Tuesday, October 1, 2013

Projections

Projections come in many forms. Are you going to allow what someone says to you, good or bad affect you?

Anyone out there ever read Parker Palmer? He's the sweetest guy, and smart too. Next to Henri Nouwen, he's probably my favorite author. I've been reading his book A Hidden Wholeness, and let me tell ya, it's remarkable. It's given me so many life tools and new ways to approach relationships and even new ways to approach myself internally.

How quickly do we get excited or high when someone pays us a compliment? I do not receive compliments well, but when I do receive them, it feels really good. And how quickly do we feel really low when we are put down or someone shares their negative opinion of us? Super duper quickly. I've always felt uncomfortable being tossed back and forth between compliments and put downs, but I could never put my finger on it. I knew I didn't like being swayed one way or another, but I didn't know why.


Parker Palmer helped me figure this out. Here is what he writes in his book A Hidden Wholeness:

"As soon as we succumb to someone else's definition or opinion of who we are, we lose our sense of true self and of our right relation to the world. It makes no difference whether those projections make us the hero or the goat: when we allow others to name us, we lose touch with our own truth and undermine our capacity to co-create in life-giving ways with "the other". Projections are endlessly distorting. We need to resist people's efforts to name us from the outside in."

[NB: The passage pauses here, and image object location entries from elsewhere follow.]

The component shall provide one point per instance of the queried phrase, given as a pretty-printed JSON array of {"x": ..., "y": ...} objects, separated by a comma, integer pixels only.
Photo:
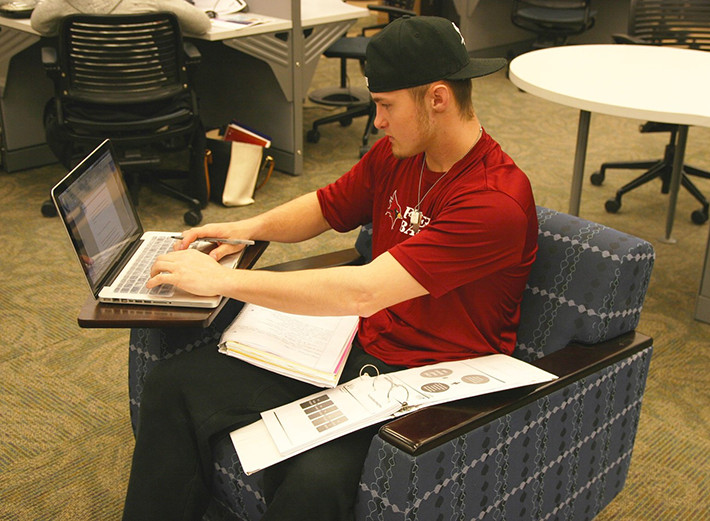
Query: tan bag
[{"x": 234, "y": 170}]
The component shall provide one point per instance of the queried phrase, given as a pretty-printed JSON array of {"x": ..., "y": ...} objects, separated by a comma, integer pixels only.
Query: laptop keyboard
[{"x": 133, "y": 281}]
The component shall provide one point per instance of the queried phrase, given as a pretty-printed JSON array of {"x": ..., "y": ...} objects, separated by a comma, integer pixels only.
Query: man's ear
[{"x": 440, "y": 97}]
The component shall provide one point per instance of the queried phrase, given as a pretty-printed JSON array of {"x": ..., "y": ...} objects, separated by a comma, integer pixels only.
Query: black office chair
[
  {"x": 553, "y": 21},
  {"x": 678, "y": 23},
  {"x": 356, "y": 101},
  {"x": 126, "y": 78}
]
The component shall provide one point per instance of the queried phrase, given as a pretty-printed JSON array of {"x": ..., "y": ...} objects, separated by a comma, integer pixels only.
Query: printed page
[
  {"x": 317, "y": 419},
  {"x": 317, "y": 343},
  {"x": 448, "y": 381},
  {"x": 324, "y": 416}
]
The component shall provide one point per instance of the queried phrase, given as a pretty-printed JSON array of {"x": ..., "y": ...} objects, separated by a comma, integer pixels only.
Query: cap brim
[{"x": 478, "y": 67}]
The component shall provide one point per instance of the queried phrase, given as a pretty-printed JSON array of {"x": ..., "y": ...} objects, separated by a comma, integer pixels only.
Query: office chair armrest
[
  {"x": 397, "y": 11},
  {"x": 192, "y": 53},
  {"x": 628, "y": 39},
  {"x": 50, "y": 61},
  {"x": 426, "y": 429}
]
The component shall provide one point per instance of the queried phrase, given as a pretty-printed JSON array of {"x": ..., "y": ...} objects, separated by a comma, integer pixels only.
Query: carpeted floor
[{"x": 66, "y": 444}]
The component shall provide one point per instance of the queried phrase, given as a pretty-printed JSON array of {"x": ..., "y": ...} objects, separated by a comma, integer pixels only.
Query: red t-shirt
[{"x": 473, "y": 252}]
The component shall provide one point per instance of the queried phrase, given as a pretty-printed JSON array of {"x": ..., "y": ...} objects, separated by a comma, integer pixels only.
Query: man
[{"x": 454, "y": 236}]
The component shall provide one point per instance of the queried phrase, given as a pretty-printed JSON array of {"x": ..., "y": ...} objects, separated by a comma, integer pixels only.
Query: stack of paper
[
  {"x": 310, "y": 349},
  {"x": 291, "y": 429},
  {"x": 242, "y": 134}
]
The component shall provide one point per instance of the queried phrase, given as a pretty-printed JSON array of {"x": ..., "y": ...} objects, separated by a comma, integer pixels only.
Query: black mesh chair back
[
  {"x": 123, "y": 59},
  {"x": 678, "y": 23},
  {"x": 126, "y": 78},
  {"x": 553, "y": 20}
]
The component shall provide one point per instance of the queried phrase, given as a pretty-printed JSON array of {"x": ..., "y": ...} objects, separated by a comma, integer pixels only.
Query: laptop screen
[{"x": 97, "y": 212}]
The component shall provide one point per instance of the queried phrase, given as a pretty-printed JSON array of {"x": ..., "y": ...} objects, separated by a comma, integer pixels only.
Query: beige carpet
[{"x": 66, "y": 441}]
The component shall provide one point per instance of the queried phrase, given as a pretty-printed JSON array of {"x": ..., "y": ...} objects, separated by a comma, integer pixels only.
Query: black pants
[{"x": 190, "y": 401}]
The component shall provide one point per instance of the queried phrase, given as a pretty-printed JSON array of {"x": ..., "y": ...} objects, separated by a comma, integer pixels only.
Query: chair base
[
  {"x": 656, "y": 169},
  {"x": 340, "y": 96}
]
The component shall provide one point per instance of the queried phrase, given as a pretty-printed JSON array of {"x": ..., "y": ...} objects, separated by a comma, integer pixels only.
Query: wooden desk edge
[{"x": 95, "y": 314}]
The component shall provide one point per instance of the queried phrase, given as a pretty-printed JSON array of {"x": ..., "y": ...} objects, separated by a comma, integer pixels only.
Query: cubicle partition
[{"x": 257, "y": 75}]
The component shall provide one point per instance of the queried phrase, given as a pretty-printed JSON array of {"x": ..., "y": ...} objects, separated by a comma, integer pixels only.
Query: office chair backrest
[
  {"x": 678, "y": 23},
  {"x": 559, "y": 4},
  {"x": 121, "y": 58}
]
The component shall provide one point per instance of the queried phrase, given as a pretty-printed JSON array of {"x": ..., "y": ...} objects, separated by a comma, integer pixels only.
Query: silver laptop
[{"x": 108, "y": 238}]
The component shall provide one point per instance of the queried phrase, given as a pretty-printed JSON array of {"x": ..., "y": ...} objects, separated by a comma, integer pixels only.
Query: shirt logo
[{"x": 394, "y": 212}]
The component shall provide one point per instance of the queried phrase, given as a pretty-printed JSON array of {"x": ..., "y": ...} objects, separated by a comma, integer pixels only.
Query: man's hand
[
  {"x": 190, "y": 270},
  {"x": 219, "y": 230}
]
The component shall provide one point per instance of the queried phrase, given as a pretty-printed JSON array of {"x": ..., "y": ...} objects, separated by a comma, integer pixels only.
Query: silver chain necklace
[{"x": 415, "y": 217}]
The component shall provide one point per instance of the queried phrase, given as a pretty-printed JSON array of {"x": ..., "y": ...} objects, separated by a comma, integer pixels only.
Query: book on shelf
[
  {"x": 370, "y": 399},
  {"x": 307, "y": 348},
  {"x": 237, "y": 132}
]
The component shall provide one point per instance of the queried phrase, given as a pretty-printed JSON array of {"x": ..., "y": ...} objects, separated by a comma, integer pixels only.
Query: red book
[{"x": 236, "y": 132}]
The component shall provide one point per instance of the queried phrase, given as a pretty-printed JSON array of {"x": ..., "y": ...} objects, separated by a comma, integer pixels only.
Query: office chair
[
  {"x": 678, "y": 23},
  {"x": 553, "y": 21},
  {"x": 126, "y": 78},
  {"x": 356, "y": 101}
]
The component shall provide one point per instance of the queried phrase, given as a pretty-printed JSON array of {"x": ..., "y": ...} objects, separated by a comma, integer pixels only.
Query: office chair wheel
[
  {"x": 193, "y": 217},
  {"x": 313, "y": 136},
  {"x": 699, "y": 216},
  {"x": 597, "y": 178},
  {"x": 612, "y": 205},
  {"x": 48, "y": 209}
]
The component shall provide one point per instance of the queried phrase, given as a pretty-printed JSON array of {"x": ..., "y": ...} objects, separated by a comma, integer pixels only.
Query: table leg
[
  {"x": 580, "y": 156},
  {"x": 676, "y": 176}
]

I don't know about you, but I can relate to this in more ways than I care to admit. The modeling world, the work place, professors, family, even friends. Even strangers, the list goes on. And I think it goes above and beyond just projections. Aren't we gitty if something happens in our life that is maybe related to something "cool" or someone famous? I don't know something like when Joyce Meyers started following me on Twitter (hilarious, I know), for a minute I thought that was pretty cool. I thought I was on a different level than everyone else, I thought to myself, "She's following me?!" I must be something!!! But she does not know me from adam and I have no idea why she would follow me, and it wouldn't be on my own merit anyway if she saw anything worth following--apart from God I can do no good thing. (Besides, I was on Twitter a year ago for like 5 minutes--not a fan.)

Joyce Meyers or anyone else for that matter, not even another blogger who has 10,000 followers is better or cooler than anyone else. Viewing people in that esteem screws up my esteem, and it's all false. We are all worthy, equal, and loved by God.

I think we can all pray about receiving a peace and a strength in us so that we don't react so strongly one way or another by projections. I want to be a cool cucumber when it comes to this stuff. Don't you?! Easy breezy, and content! Bring it!